The World's Smallest Hash Table
This December I once again did the Advent of Code, in Rust. If you are interested, my solutions are on Github. I wanted to highlight one particular solution to the day 2 problem as it is both optimized completely beyond the point of reason yet contains a useful technique. For simplicity we’re only going to do part 1 of the day 2 problem here, but the exact same techniques apply to part 2.
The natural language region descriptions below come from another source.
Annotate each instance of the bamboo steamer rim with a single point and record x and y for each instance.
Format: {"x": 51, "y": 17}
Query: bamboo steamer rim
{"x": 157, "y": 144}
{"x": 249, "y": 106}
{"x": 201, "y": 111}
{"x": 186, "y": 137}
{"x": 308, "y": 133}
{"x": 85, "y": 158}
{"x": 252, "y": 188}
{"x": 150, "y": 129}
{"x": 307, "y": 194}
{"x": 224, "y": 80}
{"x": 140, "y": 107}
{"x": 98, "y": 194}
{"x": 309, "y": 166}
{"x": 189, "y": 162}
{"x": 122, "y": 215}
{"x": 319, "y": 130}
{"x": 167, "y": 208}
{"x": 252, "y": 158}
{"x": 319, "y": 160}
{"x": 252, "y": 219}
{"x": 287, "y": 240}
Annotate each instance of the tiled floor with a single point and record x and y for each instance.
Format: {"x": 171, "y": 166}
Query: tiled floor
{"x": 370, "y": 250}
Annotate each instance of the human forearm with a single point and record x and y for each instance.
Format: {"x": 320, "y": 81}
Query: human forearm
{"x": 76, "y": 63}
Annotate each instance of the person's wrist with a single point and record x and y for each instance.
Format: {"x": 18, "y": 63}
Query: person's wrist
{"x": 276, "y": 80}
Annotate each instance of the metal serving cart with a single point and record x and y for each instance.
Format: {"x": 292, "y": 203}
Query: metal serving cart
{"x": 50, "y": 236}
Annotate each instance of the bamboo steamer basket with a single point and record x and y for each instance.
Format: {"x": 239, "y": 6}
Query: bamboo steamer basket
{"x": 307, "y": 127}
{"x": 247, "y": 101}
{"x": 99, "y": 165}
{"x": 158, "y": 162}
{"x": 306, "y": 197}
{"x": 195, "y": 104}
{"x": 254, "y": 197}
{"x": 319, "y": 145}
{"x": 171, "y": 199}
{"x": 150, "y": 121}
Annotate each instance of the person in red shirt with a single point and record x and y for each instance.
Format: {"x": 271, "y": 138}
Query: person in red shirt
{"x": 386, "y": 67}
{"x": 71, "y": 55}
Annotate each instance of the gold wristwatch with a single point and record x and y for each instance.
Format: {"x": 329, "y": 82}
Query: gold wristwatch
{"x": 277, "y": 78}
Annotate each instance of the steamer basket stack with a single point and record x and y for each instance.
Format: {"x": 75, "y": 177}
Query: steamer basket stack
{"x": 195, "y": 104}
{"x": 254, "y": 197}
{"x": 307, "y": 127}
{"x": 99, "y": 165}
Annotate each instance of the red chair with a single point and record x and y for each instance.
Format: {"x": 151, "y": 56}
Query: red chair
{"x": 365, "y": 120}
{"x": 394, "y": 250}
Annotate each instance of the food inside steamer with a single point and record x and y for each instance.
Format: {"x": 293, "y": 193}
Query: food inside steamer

We’re going to start off slow, but stick around because at the end you should have an idea what on earth this function is doing, how it works, how to make one and why it’s the world’s smallest hash table:
pub fn phf_shift(x: u32) -> u8 {
let shift = x.wrapping_mul(0xa463293e) >> 27;
((0x824a1847u32 >> shift) & 0b11111) as u8
}
The problem
We receive a file where each line contains A
, B
, or C
, followed by
a space, followed by X
, Y
, or Z
. These are to be understood as choices in
a game of rock-paper-scissors as such:
A = X = Rock
B = Y = Paper
C = Z = Scissors
The first letter (A
/B
/C
) indicates the choice of our opponent, the second
letter (X
/Y
/Z
) indicates our choice. We then compute a score, which has two
components:
-
If we picked Rock we get 1 point, if we picked Paper we get 2 points, and 3 points if we picked Scissors.
-
If we lose we gain 0 points, if we draw we gain 3 points, if we win we get 6 points.
As an example, if our input file looks as such:
A Y
B X
C Z
Our total score would be (2 + 6) + (1 + 0) + (3 + 3) = 15
.
An elegant solution
A sane solution would verify that indeed our input lines have the format [ABC] [XYZ]
, before extracting those two letters. After converting these letters to
integers 0
, 1
, 2
by subtracting either the ASCII code for 'A'
or 'X'
respectively we can immediately calculate the first component of our score as 1 + ours
.
The second component is more involved, but can be elegantly solved using modular arithmetic. Note that if Rock = 0, Paper = 1, Scissor = 2 then we always have that choice ${k + 1 \bmod 3}$ beats $k$. Alternatively, $k$ beats ${k - 1}$, modulo 3:
If we divide the number of points that Advent of Code expects for a loss/draw/win by three we find that a loss is $0$, a draw is $1$ and a win is $2$ points. From these observations we can derive the following modular equivalence
$$1 + \mathrm{ours} - \mathrm{theirs} \equiv \mathrm{points} \pmod 3.$$
To see that it is correct, note that if we drew, ours - theirs
is zero and we
correctly get one point. If we add one to ours
we change from a draw to a
win, and points
becomes congruent with $2$ as desired. Symmetrically, if
we add one to theirs
we change from a draw to a loss, and points
once
again becomes congruent with $0$ as desired.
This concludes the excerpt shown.